There were also claims that test procedures were to be developed by the DUA. This again points to a lack of understanding of how test procedures are built. The tests must match the requirements as documented by the integrator (Deloitte) and approved and run by the client (the State). Test procedures developed by an inexperienced client will surely not match the requirements and cause numerous false failures or improperly test edge cases.
Recommendations
The state should implement a project governance group outside of the legislative and executive branch. It should not be run by the state information technology group (i.e. not under the commonwealth chief information officers (CCIOs)), but rather a group of technically knowledgeable agency experts that are aware of the intricacies of their departments. They should be matched in authority with outside experts with experience in managing large technical projects. Strict conflict-of-interest rules should be in place to ensure that no one benefits from decisions made during the governance process.

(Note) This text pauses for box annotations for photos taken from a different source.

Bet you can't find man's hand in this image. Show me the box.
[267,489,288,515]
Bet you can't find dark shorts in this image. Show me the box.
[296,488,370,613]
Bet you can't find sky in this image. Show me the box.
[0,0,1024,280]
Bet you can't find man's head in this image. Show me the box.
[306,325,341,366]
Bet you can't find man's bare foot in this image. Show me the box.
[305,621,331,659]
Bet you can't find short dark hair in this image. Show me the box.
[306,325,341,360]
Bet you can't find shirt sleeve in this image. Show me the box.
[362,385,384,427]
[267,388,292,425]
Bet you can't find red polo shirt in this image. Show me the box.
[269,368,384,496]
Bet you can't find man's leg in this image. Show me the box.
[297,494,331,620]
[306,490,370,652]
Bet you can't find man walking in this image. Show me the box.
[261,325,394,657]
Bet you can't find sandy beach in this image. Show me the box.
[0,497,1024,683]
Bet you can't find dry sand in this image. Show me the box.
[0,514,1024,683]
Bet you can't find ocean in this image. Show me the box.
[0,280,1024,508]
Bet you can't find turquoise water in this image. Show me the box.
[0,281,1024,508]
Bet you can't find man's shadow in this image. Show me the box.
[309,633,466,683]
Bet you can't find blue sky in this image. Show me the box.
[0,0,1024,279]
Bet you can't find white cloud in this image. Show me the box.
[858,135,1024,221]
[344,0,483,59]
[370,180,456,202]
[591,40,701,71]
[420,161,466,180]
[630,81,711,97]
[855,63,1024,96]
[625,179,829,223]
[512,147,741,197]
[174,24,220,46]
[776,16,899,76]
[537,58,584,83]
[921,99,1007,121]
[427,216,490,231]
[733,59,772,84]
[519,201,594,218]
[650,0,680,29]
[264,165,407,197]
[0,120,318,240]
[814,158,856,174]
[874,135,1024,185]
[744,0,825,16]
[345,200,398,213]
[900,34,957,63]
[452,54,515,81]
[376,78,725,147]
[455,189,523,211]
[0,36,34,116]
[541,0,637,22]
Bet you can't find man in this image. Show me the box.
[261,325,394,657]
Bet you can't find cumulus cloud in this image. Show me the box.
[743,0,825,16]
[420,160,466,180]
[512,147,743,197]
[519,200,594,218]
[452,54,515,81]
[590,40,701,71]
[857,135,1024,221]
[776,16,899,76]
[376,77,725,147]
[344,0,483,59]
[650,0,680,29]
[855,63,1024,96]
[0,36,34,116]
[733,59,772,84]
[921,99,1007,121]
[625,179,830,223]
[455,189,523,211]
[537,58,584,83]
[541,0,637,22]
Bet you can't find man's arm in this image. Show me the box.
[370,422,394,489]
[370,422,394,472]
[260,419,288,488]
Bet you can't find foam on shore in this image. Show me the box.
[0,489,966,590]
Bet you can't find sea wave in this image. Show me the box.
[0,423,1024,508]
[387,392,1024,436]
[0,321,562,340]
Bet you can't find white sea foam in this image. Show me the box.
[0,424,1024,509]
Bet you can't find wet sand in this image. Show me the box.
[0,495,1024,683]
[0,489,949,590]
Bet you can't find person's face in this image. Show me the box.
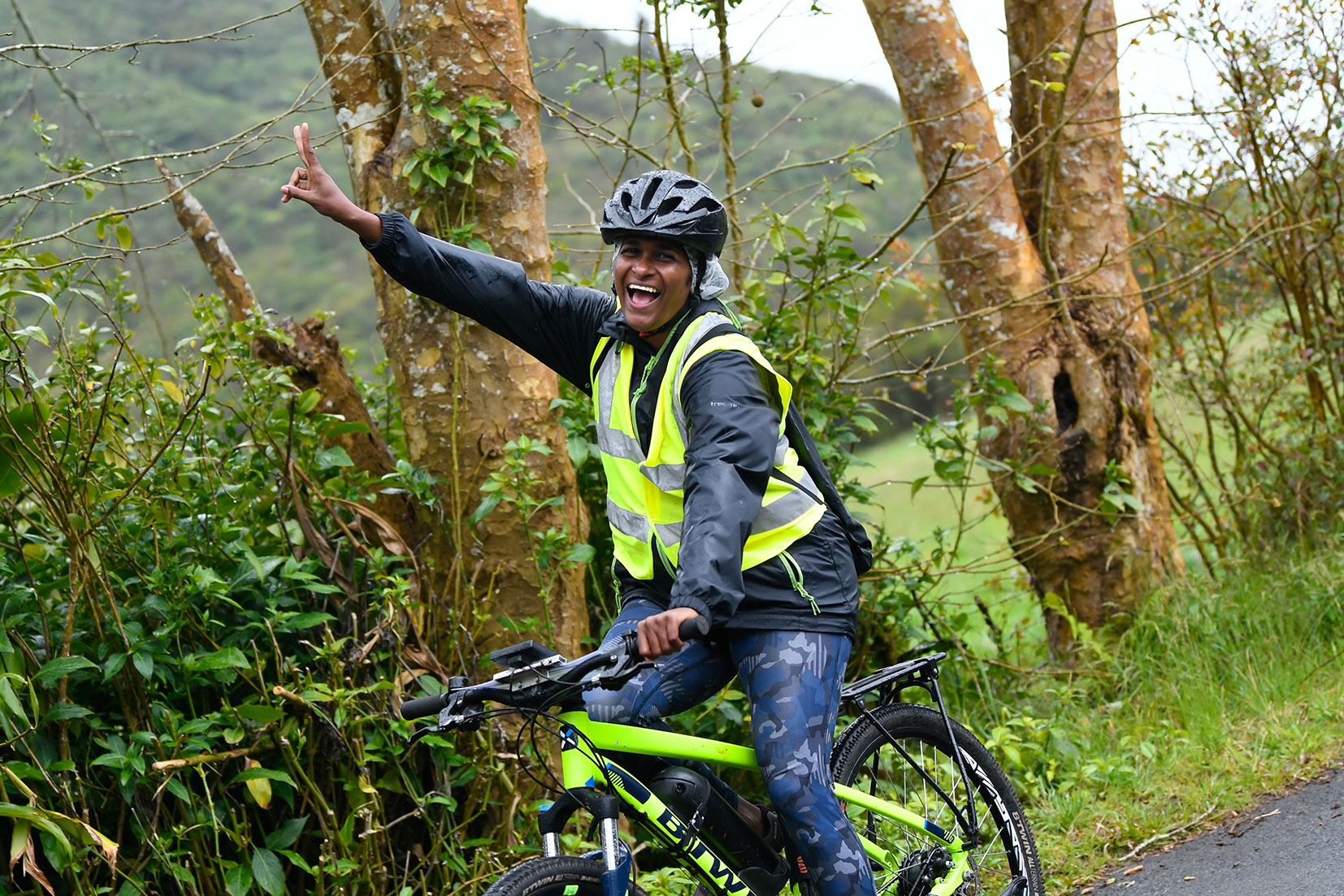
[614,236,691,341]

Alternate methodologies should be used to reduce the size of the project. Iterative approaches, like agile, that allow interim deliverables would be best. However, phasing projects to produce smaller deliverables that show the solutions failings may be adequate.
Smaller projects with interim deliverables will open the bidding process to other very capable vendors that cannot bid on huge monolithic projects. This will most likely allow more in-state companies to bid and win contracts and keep the money with the State. Using local resources could also decrease costs by reducing travel expenses.
Quality and testing procedures should be run by an independent third party. The should not be part of the system integrator team (in this case Deloitte). This can be an outside party that works closely with the system integrator and the State with their incentive being cost effective testing that properly processes exceptions.
The challenge will be implementing these changes in a non-bureaucratic manner.
Constraints on Analysis
The analysis was completed by looking at initial contractual and subsequent change orders. Two conversations were held with Senate Subcommittee members. No one from the project (State or Deloitte) was consulted prior to making this assessment and recommendations.
Conflict of Interest Disclaimer
This was a non-paid engagement. Neither eCameron nor myself has received any form of remuneration, although I have asked for a thank you letter from Senator Creem’s office. The Senate Committee on Post-Audit and Oversight approached me asking for interpretation of the material provided.